Vous vous êtes frayé une place sur la scène régionale. Est-ce que cela a été facile ?

Rien n’est facile dans la vie. Notre réussite est le fruit de 15 années de travail, de persévérance et de lutte, qui nous ont permis de nous distinguer sur les scènes de l’océan Indien comme le Festival Sakifo à La Réunion et Le Festival Créole aux Seychelles. Nous avons fait un quart du chemin les trois quarts restent à faire.

Avez-vous d’autres projets?

Nous projettons d’organiser d’autres grands concerts. Par ailleurs, le Festival Reggae Don Sa tient toujours. Nous n’avons pas encore fixé de date, mais nous espérons que Sean Paul y participe. Peut-être que ce sera en septembre pour les 15 ans du groupe.

Nous chanterons peut-être quelques chansons en anglais, mais le créole restera toujours notre principale langue d’expression. Nous voulons montrer au monde la beauté du créole tout en faisant passer nos messages. Eric Triton a réussi à s’imposer avec son blues en créole. De notre côté nous essayerons avec notre reggae créole.

L’annulation du Festival Reggae Don Sa a été un coup dur pour OSB. Quels sont vos sentiments par rapport à cette décision ?

Je suis triste pour mon pays et les artistes, car nous avons besoin d’un espace pour nous exprimer.
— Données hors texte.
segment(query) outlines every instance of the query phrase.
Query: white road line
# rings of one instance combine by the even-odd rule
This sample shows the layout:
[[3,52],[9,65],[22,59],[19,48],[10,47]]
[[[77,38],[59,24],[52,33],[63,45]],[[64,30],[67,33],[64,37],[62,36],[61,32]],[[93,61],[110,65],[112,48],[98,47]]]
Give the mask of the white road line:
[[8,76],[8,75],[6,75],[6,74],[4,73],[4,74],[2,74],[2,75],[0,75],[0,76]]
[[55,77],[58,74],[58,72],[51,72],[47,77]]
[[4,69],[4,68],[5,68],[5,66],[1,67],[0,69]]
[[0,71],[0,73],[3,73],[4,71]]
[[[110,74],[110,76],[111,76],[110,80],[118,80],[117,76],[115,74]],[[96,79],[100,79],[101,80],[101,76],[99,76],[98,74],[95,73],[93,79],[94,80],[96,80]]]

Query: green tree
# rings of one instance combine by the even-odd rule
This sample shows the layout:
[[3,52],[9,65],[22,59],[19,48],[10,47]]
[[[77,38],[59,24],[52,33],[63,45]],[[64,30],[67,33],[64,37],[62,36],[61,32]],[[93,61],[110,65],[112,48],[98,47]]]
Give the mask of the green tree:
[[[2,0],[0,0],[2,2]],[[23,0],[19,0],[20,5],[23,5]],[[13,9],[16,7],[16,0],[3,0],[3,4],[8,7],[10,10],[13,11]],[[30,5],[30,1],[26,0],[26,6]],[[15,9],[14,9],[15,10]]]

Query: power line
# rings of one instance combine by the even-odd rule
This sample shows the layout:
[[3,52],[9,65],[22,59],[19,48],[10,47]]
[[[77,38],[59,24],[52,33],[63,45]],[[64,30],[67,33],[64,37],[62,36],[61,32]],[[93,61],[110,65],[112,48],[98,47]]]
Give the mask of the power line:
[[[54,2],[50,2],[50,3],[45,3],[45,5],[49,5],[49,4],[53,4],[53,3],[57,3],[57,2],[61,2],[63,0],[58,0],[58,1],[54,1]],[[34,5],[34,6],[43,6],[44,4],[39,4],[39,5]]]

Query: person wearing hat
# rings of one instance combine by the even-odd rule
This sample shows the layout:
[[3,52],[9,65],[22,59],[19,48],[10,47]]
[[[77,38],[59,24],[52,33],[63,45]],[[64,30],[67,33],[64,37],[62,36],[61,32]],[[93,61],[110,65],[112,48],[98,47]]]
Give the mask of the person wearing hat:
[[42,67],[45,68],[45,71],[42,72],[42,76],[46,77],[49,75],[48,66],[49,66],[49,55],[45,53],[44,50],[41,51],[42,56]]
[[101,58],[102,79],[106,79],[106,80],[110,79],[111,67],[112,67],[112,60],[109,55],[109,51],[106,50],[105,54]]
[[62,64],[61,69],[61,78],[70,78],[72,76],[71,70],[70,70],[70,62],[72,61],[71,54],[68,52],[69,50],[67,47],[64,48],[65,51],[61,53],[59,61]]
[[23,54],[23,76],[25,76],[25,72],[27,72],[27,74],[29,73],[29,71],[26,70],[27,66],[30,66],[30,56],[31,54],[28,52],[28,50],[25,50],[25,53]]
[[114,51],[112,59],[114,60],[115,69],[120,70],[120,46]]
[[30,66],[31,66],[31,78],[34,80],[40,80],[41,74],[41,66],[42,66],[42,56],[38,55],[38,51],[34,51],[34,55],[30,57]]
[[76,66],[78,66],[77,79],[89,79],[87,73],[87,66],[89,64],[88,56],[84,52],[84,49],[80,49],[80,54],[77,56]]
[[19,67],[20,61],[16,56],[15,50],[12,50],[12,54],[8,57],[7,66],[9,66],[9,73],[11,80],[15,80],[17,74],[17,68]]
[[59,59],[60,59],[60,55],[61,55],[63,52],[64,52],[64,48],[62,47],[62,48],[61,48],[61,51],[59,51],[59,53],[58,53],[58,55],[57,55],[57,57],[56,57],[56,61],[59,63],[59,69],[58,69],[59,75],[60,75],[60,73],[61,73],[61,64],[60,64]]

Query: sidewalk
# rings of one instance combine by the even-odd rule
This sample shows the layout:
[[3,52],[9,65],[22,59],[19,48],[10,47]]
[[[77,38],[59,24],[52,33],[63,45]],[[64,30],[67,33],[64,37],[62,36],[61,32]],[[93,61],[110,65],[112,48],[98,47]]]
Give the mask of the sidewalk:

Nous ne nous produirons pas au Centre Sawmi Vivekananda de Pailles, car ce n’est pas un endroit pour faire des concerts. C’est bien que pour les conférences.

Quelles seront les retombées de cette décision ?

C’est une perte pour l’île Maurice, car les Mauriciens n’ont pas de loisirs. C’est grave car la population est stressée. C’est également une perte pour notre culture et aussi pour l’industrie touristique, car cela projette une mauvaise image de Maurice aux yeux du monde.